1959–1966 Studied architecture at Hanover University of Technology under Kurt Sohns, breaking off his studies after seven years. The graphic artist, poet, sculptor, writer, actionist, object and concept artist refers to himself as a “total artist”, commenting on this concept by stating: “Total art is life itself”. Timm Ulrichs draws a major influence from Neo-Dadaism and the legacy of Kurt Schwitters, and is a great furtherer of Schwitter’s art.
In 1959 he founded the “Werbezentrale für Totalkunst & Banalismus” (advertising headquarters for total art and banalism). After studying Duchamp’s understanding of art and his theory of “ready-mades”, he concluded that he must exhibit himself, and so the idea of the “first living art work” was born in 1961. Not until 1966 did he exhibit at a Frankfurt gallery, as he had previously been prevented from taking part in the jury-free Berlin art exhibition in 1965. By integrating his own person, he founded ego-art, that runs through Timm Ulrichs’ work like a red thread. He uses the “ego” art work in different ways: it is measured, documented and studied. In this way, the artist puts his body in the service of art, without sparing himself. He acts as a living lightning-conductor, for example, trapped in a stony shell, or has himself kept under surveillance by a private detective.
Another ever-present feature of Timm Ulrichs’ art is language in all conceivable variations, for example in the form of poems, word games, anagrams, palindromes, tautologies or in a reified form such as in letters cast in concrete (Concrete Poetry), alphabet soups, or in words carved in gravestones. Other recurrent themes in the artist’s oeuvre are the relationship fraught with tension between humans and nature and the interrelationship and contrast between art and nature. He consciously integrates nature in his works, for example by following the peculiarity of nature, imitating natural phenomena, and turning them into “art objects”. But chance also features regularly in Timm Ulrichs’ art.
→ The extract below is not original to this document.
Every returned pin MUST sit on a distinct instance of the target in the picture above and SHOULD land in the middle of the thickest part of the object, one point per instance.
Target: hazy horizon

In 1977 eight of the artist’s works were on show at the “documenta6” in Kassel with the major theme of books. In 1972–2005 he was professor at the State Art Academy in Düsseldorf/Münster. Timm Ulrichs received the Minor Literature Scholarship of Lower Saxony in 1968, the Critics’ Prize for Fine Arts in 1977, and the Art Prize of the City of Nordhorn in 1980. In 1985 Ulrichs was awarded the Karl Ernst Osthaus Prize of the City of Hagen and the Will Grohmann Prize of the Academy of Arts. In 2010 the artist was entered in the “Golden Book” of the city of Hanover in honour of his seventieth birthday. The renowned artist features at countless international exhibitions, his works have been on show in Modena, New York, Berlin, Cracow, Budapest, Kassel, Barcelona and Münster, among other places. Timm Ulrichs’ art cannot be categorised or tied down to a single genre, but rather covers a wide range from action art and concept art to object art, inviting the viewer to get involved in the game of art, to which he has devoted himself completely, firmly in keeping with one of his guiding principles: “Art is life, life is art”.